Traffic certainly didn’t account for all of Tampa’s scoring, but it appeared to help on at least a few of the tallies. Capitals’ goaltender Braden Holtby already plays an aggressive style of goaltending which is fairly protective of the crease, but even that fell short of preventing the Bolts from intermittently taking up residence in real estate that ruined the view from the Caps’ net.

The Goaltender’s View: A goaltender’s antidote in the above situation sounds frustratingly far from an exact science.

“You just got to try and fight through it better,” Holtby said the Monday following the game when asked about Tampa’s traffic. “It’s one of those things that you try and work on in practice, try and find sight lines as best you can. … It’s just reading the play better.”

It’s a slightly different matter for another Washington goaltender, Michal Neuvirth, whose style differs from his counterpart’s aggressive play.  He says positioning is huge in traffic situations, which do require him to be more aggressive and play farther out in relation to the crease.

In fact, it was a lesson he had to unlearn while playing overseas during the most recent lockout.  There, with a larger sheet of ice and different style of play, net traffic is not as prominent, and Neuvirth trained himself to play deeper in the crease.  After two or three games, he said he felt comfortable with his adaption but then had to re-adjust when he came back to North America at the end of the lockout.

The Coach’s View: Though Holtby and Neuvirth end up most impeded by traffic situations, the source of the goalie screening problems Saturday likely began much earlier in the play, according to Capitals’ head coach Adam Oates.

“I think, some of the goals, it evolved to that,” Oates said. “I think it came from breakdowns in other areas that let a guy stand in front, where, if we’re doing our job, that guy won’t be there. I think we made mistakes prior to the actual play, and sometimes you make a mistake that you can’t recover from.”

The Defenseman’s View: The Capitals’ John Carlson said clearing that area of the ice isn’t the same as it used to be.
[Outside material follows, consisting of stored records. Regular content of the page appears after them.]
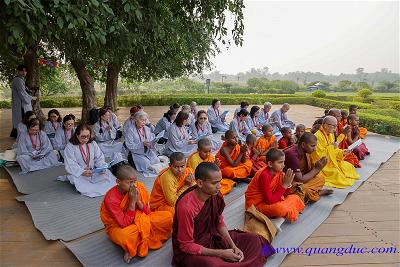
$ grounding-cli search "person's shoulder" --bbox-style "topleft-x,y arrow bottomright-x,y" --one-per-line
103,186 -> 119,203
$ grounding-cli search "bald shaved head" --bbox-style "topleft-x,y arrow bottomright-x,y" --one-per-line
224,130 -> 235,139
328,108 -> 342,122
322,115 -> 337,134
282,103 -> 290,113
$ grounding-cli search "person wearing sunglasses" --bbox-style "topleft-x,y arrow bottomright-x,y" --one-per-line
190,110 -> 222,152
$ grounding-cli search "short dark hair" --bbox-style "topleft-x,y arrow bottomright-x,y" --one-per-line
249,106 -> 260,118
262,123 -> 272,132
349,105 -> 357,112
266,148 -> 285,162
174,111 -> 189,127
224,129 -> 234,139
237,108 -> 249,117
298,132 -> 317,146
62,114 -> 76,128
240,101 -> 249,108
195,162 -> 220,181
198,137 -> 211,149
116,163 -> 136,181
164,109 -> 176,122
169,152 -> 185,164
211,99 -> 219,107
47,109 -> 62,122
280,126 -> 291,134
27,118 -> 40,129
170,103 -> 180,110
17,64 -> 27,71
69,124 -> 94,145
246,133 -> 256,144
23,111 -> 36,125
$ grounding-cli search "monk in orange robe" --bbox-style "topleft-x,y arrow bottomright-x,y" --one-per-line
150,152 -> 195,215
187,138 -> 235,195
215,130 -> 252,180
100,164 -> 172,263
245,148 -> 305,222
349,105 -> 367,138
328,108 -> 361,168
253,124 -> 278,164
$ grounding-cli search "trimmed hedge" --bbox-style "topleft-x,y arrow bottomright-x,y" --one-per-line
308,98 -> 373,110
357,111 -> 400,137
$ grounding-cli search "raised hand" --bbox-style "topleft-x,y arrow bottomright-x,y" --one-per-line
282,168 -> 295,188
128,183 -> 138,204
315,156 -> 328,171
185,173 -> 195,186
342,125 -> 351,135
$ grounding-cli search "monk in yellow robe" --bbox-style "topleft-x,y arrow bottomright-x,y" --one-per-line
150,152 -> 195,215
187,138 -> 235,195
328,108 -> 361,168
215,130 -> 252,180
252,124 -> 278,163
349,104 -> 367,138
245,148 -> 305,222
284,132 -> 333,203
100,164 -> 172,263
311,116 -> 360,188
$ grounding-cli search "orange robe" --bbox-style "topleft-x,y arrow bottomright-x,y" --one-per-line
253,135 -> 277,162
215,142 -> 252,179
100,183 -> 173,257
299,153 -> 325,202
245,167 -> 304,222
337,123 -> 361,168
186,151 -> 236,196
149,167 -> 194,215
359,127 -> 368,139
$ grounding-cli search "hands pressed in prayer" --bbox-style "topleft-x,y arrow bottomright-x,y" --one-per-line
128,183 -> 139,206
82,169 -> 93,177
219,248 -> 243,262
239,144 -> 248,154
342,125 -> 351,135
283,168 -> 295,189
136,200 -> 144,210
315,156 -> 328,171
185,173 -> 195,186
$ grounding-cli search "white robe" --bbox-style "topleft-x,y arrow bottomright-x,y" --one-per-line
16,130 -> 60,174
229,118 -> 250,143
189,121 -> 222,152
93,121 -> 124,159
109,112 -> 121,130
61,141 -> 116,197
246,116 -> 263,137
258,109 -> 271,125
44,121 -> 62,140
11,75 -> 32,129
154,117 -> 172,139
270,109 -> 295,132
52,127 -> 74,158
125,124 -> 160,177
164,124 -> 197,157
207,107 -> 229,132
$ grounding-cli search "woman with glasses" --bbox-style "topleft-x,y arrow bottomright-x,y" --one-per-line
16,118 -> 60,174
93,108 -> 124,159
164,111 -> 197,157
190,110 -> 222,151
125,111 -> 160,177
44,109 -> 62,141
52,114 -> 76,159
61,124 -> 116,197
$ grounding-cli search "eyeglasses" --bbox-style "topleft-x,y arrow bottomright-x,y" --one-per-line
326,123 -> 337,127
79,135 -> 90,139
65,123 -> 74,126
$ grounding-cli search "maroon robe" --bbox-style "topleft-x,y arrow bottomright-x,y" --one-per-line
351,127 -> 369,160
172,186 -> 274,267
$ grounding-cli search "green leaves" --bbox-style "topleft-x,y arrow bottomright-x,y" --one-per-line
57,17 -> 64,28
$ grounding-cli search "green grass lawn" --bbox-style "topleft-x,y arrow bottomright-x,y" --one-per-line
295,91 -> 400,97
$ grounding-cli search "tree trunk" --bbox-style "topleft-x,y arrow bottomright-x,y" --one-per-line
104,62 -> 121,112
23,46 -> 45,122
70,59 -> 97,123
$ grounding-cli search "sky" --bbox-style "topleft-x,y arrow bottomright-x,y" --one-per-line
210,1 -> 399,75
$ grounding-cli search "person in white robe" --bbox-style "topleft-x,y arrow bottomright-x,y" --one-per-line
43,109 -> 63,140
270,103 -> 295,133
17,111 -> 36,138
52,114 -> 75,158
164,111 -> 197,157
258,102 -> 272,125
93,108 -> 124,159
207,99 -> 229,133
189,110 -> 222,152
246,106 -> 263,137
190,101 -> 199,119
229,108 -> 250,143
233,101 -> 249,119
154,109 -> 176,144
125,111 -> 160,177
181,104 -> 195,126
60,124 -> 116,197
16,118 -> 60,174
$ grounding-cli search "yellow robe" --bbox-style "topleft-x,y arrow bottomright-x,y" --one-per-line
186,151 -> 236,196
311,129 -> 360,188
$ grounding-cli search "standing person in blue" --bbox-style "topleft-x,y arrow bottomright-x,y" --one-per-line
10,64 -> 36,138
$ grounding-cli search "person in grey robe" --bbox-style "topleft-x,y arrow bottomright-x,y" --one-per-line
16,111 -> 36,138
125,111 -> 160,177
233,101 -> 249,119
190,101 -> 199,119
258,102 -> 272,125
93,108 -> 124,159
246,106 -> 263,137
189,110 -> 222,152
52,114 -> 75,158
207,99 -> 229,133
154,109 -> 176,144
16,118 -> 60,174
44,109 -> 63,141
11,64 -> 35,138
270,103 -> 295,133
164,111 -> 197,157
229,109 -> 250,144
59,124 -> 116,198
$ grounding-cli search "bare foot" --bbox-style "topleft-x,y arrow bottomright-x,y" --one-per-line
123,251 -> 133,264
320,188 -> 334,196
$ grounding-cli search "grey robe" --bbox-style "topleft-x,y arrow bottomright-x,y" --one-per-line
258,109 -> 271,125
125,123 -> 160,176
270,109 -> 295,132
61,141 -> 116,197
164,124 -> 197,157
16,130 -> 60,174
52,127 -> 74,157
93,121 -> 124,159
44,121 -> 62,140
246,117 -> 263,137
11,75 -> 32,129
154,117 -> 172,139
189,121 -> 222,152
207,107 -> 229,132
229,118 -> 250,143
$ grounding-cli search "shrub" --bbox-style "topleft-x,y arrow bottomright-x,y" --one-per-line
0,100 -> 11,108
357,111 -> 400,137
389,102 -> 400,112
308,98 -> 373,110
311,90 -> 326,98
357,88 -> 373,103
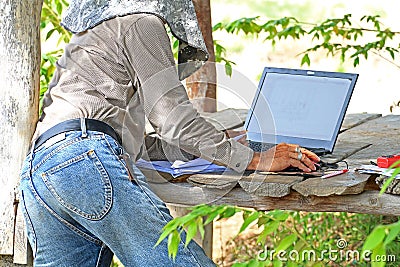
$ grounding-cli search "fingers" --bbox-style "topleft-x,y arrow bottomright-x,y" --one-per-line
275,143 -> 319,172
301,148 -> 320,162
251,143 -> 320,172
299,153 -> 316,171
277,143 -> 320,162
287,158 -> 312,172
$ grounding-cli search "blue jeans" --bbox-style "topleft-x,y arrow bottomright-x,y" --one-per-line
19,130 -> 215,267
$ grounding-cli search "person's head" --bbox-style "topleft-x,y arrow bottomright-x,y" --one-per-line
61,0 -> 209,79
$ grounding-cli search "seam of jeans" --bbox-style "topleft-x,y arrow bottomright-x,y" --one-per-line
103,136 -> 137,184
41,150 -> 113,220
104,137 -> 133,179
102,135 -> 122,157
95,243 -> 108,267
32,135 -> 103,173
19,190 -> 38,257
27,177 -> 103,246
44,150 -> 87,174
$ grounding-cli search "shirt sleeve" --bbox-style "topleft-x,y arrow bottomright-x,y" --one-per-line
120,14 -> 253,172
142,134 -> 196,162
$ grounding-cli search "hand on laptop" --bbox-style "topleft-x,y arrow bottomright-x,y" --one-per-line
247,143 -> 320,172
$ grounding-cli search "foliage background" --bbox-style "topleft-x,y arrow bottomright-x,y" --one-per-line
211,0 -> 400,115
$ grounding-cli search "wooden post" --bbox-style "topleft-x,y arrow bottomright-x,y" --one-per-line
177,1 -> 217,259
0,0 -> 42,264
186,0 -> 217,113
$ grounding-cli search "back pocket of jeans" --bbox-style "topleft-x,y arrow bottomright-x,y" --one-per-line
41,150 -> 112,220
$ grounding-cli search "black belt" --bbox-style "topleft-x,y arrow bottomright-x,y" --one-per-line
33,118 -> 122,150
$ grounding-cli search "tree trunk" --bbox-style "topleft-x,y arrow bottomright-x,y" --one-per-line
0,0 -> 42,264
186,0 -> 217,112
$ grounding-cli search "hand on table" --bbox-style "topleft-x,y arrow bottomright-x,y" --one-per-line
247,143 -> 320,172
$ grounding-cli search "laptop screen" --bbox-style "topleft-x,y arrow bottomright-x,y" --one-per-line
245,67 -> 358,153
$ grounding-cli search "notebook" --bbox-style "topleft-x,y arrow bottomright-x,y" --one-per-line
244,67 -> 358,155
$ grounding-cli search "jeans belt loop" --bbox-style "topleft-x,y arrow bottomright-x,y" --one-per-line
80,118 -> 88,138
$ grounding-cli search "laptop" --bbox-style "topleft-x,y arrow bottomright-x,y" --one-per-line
244,67 -> 358,155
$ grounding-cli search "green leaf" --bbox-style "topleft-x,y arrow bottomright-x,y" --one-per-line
45,28 -> 56,40
154,219 -> 181,247
204,210 -> 221,225
212,22 -> 223,31
380,164 -> 400,194
362,227 -> 386,252
246,259 -> 261,267
257,216 -> 270,227
173,39 -> 179,49
257,221 -> 280,246
167,230 -> 181,259
383,224 -> 400,246
269,210 -> 289,221
56,2 -> 63,14
300,54 -> 311,66
353,57 -> 360,67
184,221 -> 198,247
239,211 -> 259,233
274,234 -> 297,255
386,47 -> 395,60
293,240 -> 307,252
371,243 -> 386,267
220,206 -> 237,219
225,62 -> 233,77
197,217 -> 205,239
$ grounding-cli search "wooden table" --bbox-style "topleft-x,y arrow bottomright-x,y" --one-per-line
143,111 -> 400,216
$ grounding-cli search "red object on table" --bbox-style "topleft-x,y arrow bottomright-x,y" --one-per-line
377,154 -> 400,168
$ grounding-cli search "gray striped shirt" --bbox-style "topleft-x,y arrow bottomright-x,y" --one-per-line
36,13 -> 253,172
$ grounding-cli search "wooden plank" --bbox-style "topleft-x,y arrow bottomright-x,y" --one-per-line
292,172 -> 370,196
13,204 -> 32,265
238,173 -> 303,197
188,172 -> 304,197
322,140 -> 372,163
200,108 -> 248,131
0,255 -> 32,267
340,113 -> 382,132
148,180 -> 400,216
0,0 -> 41,256
339,115 -> 400,161
187,172 -> 241,189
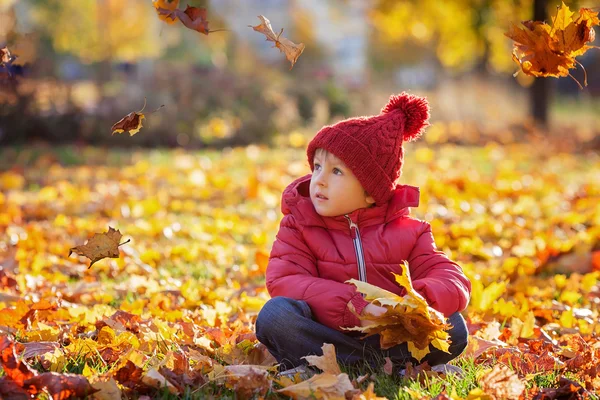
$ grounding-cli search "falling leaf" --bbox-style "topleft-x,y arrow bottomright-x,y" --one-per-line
156,5 -> 225,35
152,0 -> 180,25
249,15 -> 305,69
478,365 -> 525,400
69,227 -> 130,268
1,46 -> 12,67
344,262 -> 451,358
111,99 -> 146,136
302,343 -> 342,375
504,2 -> 600,88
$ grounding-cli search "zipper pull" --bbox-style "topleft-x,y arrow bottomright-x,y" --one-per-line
344,215 -> 357,239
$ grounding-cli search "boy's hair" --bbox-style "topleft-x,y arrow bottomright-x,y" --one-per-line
307,92 -> 430,205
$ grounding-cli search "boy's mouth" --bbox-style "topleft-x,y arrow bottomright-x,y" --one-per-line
315,193 -> 328,200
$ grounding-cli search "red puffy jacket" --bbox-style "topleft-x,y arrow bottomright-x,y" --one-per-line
266,174 -> 472,332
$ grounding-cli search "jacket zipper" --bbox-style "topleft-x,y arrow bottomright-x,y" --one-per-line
344,215 -> 367,292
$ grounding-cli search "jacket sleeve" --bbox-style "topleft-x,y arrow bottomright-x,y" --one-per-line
407,221 -> 471,316
266,215 -> 369,331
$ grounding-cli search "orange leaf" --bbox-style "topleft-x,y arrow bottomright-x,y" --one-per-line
249,15 -> 305,69
69,227 -> 130,268
478,365 -> 525,400
504,3 -> 600,88
153,0 -> 180,25
0,336 -> 36,386
24,372 -> 99,400
183,5 -> 209,35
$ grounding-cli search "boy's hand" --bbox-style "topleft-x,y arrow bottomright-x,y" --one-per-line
359,303 -> 387,327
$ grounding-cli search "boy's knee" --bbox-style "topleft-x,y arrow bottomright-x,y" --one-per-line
256,297 -> 311,340
447,312 -> 468,356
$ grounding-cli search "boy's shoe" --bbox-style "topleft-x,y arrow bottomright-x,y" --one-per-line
431,363 -> 464,377
278,365 -> 316,381
398,363 -> 464,378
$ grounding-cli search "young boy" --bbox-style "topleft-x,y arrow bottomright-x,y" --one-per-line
255,93 -> 471,374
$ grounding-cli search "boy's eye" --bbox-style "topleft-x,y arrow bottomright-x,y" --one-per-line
333,168 -> 342,175
314,163 -> 321,170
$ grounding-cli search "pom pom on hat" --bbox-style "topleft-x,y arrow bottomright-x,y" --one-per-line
380,92 -> 430,142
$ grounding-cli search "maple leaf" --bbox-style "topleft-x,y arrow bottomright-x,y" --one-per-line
302,343 -> 342,375
156,5 -> 225,35
249,15 -> 305,69
69,227 -> 130,268
111,99 -> 164,137
478,365 -> 526,400
504,2 -> 600,89
152,0 -> 180,25
344,262 -> 451,359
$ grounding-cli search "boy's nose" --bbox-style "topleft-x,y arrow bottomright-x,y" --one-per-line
315,174 -> 327,187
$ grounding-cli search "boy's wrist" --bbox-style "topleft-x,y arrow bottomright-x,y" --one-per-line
348,293 -> 369,316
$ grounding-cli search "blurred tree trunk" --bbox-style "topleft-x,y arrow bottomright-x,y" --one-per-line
530,0 -> 549,127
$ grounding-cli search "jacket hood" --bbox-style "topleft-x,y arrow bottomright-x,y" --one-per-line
281,174 -> 420,230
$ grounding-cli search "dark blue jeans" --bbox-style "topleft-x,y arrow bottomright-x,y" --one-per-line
256,296 -> 468,371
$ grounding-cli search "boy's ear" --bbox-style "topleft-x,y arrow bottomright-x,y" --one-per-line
366,195 -> 375,205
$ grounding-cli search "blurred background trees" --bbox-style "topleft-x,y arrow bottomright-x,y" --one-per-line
0,0 -> 598,148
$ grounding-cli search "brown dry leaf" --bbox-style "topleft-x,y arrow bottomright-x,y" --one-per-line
20,341 -> 60,359
478,365 -> 525,400
277,372 -> 355,400
111,99 -> 147,136
222,365 -> 272,400
69,227 -> 130,268
504,2 -> 600,88
345,262 -> 451,358
302,343 -> 342,375
249,15 -> 305,69
532,376 -> 588,399
181,6 -> 210,35
24,372 -> 99,399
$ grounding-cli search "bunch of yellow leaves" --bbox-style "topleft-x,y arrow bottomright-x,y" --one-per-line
345,262 -> 451,361
504,2 -> 599,88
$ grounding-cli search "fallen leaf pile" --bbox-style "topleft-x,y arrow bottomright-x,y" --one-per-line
505,2 -> 600,88
345,262 -> 451,361
0,141 -> 599,398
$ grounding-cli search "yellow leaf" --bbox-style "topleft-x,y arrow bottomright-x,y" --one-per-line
302,343 -> 342,375
407,341 -> 430,362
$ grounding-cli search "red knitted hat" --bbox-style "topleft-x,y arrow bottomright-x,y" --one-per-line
307,92 -> 430,205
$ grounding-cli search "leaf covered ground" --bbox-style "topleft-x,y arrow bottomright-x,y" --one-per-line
0,141 -> 599,399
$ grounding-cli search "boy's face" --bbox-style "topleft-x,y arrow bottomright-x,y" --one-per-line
310,149 -> 375,217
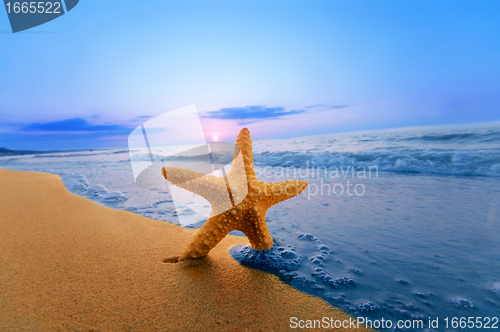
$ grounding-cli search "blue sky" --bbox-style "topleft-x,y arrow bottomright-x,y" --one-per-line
1,0 -> 500,150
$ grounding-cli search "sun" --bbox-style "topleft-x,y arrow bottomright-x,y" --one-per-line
213,135 -> 218,141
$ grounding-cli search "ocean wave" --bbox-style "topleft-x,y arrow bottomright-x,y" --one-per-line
396,131 -> 500,143
129,151 -> 234,165
55,172 -> 129,205
33,152 -> 102,158
254,149 -> 500,177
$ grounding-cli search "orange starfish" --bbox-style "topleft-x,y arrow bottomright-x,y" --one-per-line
162,128 -> 307,261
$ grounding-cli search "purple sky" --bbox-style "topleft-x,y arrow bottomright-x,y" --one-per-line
1,0 -> 500,150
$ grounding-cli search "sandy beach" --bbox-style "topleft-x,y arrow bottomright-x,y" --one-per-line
0,169 -> 369,331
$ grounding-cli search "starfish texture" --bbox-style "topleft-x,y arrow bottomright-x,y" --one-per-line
162,128 -> 307,261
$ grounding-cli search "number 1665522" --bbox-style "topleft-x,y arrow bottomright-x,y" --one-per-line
5,2 -> 62,14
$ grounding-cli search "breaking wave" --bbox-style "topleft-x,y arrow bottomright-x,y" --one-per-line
253,149 -> 500,177
252,126 -> 500,177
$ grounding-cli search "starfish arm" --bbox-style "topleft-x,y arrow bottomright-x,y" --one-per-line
161,167 -> 228,202
230,128 -> 257,180
225,163 -> 249,205
261,180 -> 308,208
226,129 -> 258,204
225,156 -> 247,185
237,213 -> 273,250
179,214 -> 234,260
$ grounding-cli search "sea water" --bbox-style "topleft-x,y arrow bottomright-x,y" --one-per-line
1,123 -> 499,331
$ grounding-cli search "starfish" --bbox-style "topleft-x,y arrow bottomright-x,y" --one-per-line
161,128 -> 307,261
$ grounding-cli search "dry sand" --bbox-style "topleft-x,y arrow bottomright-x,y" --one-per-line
0,169 -> 371,331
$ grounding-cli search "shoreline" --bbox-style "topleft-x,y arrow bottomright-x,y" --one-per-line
0,169 -> 370,331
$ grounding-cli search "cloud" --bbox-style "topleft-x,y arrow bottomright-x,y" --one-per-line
0,118 -> 136,149
203,106 -> 305,125
304,104 -> 348,110
24,118 -> 131,134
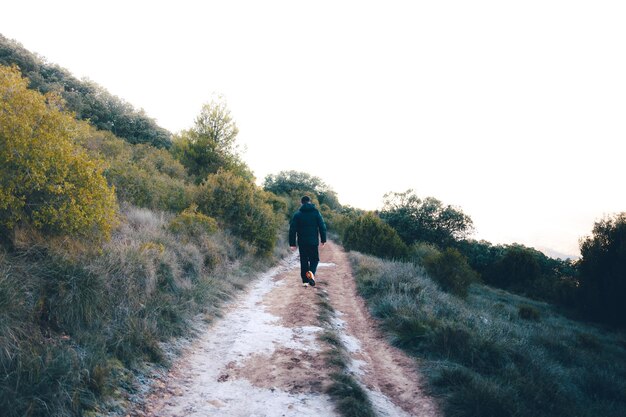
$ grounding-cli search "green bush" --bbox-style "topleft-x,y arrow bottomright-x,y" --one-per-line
409,241 -> 441,265
196,170 -> 279,255
79,130 -> 193,212
168,204 -> 218,238
0,65 -> 118,241
343,213 -> 408,259
423,248 -> 478,297
323,206 -> 364,242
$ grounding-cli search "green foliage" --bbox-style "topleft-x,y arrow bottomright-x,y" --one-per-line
482,245 -> 542,290
172,96 -> 253,183
196,171 -> 279,255
0,35 -> 172,148
422,248 -> 479,297
322,205 -> 364,242
343,213 -> 408,259
349,252 -> 626,417
263,170 -> 341,210
578,213 -> 626,327
168,204 -> 218,237
455,239 -> 505,274
457,239 -> 579,307
79,129 -> 193,212
408,241 -> 441,265
0,65 -> 118,241
380,189 -> 474,247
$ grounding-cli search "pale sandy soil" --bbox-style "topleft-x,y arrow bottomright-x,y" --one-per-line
128,241 -> 439,417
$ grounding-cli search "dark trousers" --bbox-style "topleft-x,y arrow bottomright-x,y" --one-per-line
298,244 -> 319,282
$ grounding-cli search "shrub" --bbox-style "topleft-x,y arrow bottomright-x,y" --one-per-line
343,213 -> 408,259
409,241 -> 441,265
168,204 -> 218,237
79,130 -> 193,212
423,248 -> 478,297
0,65 -> 117,241
196,171 -> 279,255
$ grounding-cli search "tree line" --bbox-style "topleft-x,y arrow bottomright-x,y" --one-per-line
265,175 -> 625,329
1,39 -> 622,329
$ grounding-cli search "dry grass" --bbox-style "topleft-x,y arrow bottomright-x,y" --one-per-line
349,252 -> 626,417
0,205 -> 283,417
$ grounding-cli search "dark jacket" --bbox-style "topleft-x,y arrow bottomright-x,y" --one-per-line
289,203 -> 327,246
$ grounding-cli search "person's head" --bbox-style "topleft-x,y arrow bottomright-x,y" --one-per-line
301,195 -> 311,205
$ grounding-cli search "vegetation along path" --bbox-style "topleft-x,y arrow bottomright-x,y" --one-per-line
130,241 -> 439,417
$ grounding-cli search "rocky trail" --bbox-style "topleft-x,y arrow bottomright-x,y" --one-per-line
129,241 -> 438,417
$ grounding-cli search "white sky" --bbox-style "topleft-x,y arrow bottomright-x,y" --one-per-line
2,0 -> 625,258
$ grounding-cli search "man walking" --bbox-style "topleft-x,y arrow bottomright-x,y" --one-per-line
289,196 -> 327,287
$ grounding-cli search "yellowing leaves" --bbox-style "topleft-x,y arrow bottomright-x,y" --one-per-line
0,65 -> 118,240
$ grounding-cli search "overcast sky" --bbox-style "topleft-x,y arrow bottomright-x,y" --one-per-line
2,0 -> 625,258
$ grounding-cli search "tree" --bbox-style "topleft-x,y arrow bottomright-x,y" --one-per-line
263,170 -> 340,210
578,213 -> 626,327
172,95 -> 252,183
482,245 -> 542,290
380,189 -> 473,247
0,65 -> 117,241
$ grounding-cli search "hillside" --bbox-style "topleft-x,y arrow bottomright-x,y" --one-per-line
349,252 -> 626,417
1,40 -> 288,417
0,33 -> 171,148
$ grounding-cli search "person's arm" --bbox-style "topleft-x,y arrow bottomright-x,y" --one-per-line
318,212 -> 327,245
289,214 -> 297,249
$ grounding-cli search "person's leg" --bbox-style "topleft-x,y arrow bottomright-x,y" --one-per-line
298,246 -> 309,283
309,245 -> 320,276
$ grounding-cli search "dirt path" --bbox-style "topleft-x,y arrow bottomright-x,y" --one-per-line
132,241 -> 439,417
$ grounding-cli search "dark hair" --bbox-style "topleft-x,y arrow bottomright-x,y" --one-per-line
301,195 -> 311,204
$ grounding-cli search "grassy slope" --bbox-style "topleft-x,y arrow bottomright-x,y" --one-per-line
348,252 -> 626,417
0,206 -> 288,417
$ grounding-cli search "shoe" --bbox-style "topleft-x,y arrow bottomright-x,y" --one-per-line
306,271 -> 315,287
302,282 -> 309,287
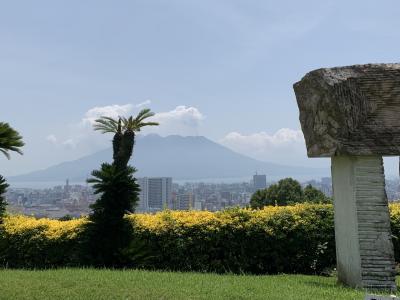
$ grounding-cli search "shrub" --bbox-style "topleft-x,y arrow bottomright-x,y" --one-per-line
390,204 -> 400,263
127,204 -> 335,274
0,215 -> 86,268
1,203 -> 400,274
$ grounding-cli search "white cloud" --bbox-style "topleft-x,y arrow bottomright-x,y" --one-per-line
221,128 -> 304,149
47,104 -> 205,154
220,128 -> 328,167
136,100 -> 152,108
46,134 -> 57,144
62,138 -> 78,149
145,106 -> 205,136
81,104 -> 134,126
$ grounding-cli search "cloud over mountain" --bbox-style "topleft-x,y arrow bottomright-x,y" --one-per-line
147,106 -> 204,136
46,104 -> 205,153
81,104 -> 135,126
220,128 -> 328,167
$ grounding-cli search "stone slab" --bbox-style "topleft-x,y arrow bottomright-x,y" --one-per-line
293,63 -> 400,157
332,155 -> 396,291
“Back in the day—I mean, I was only playing youth hockey, but—you could plough someone out in front of the net. You just can’t do that now,” he said, citing the risk of drawing a penalty. “For us D, the contact can’t really be there, so we gotta try to do our best fronting the pucks and trying to block as many as we can, and at least take away his stick so he’s not tipping the puck.”

He echoed a sentiment similar to Oates’ in that everyone’s assignment plays a part in making sure those high traffic situations don’t take shape. And he sympathized with the goalie’s plight.

“It’s almost impossible for the goalie when there’s so many people in front of the net,” Carlson said.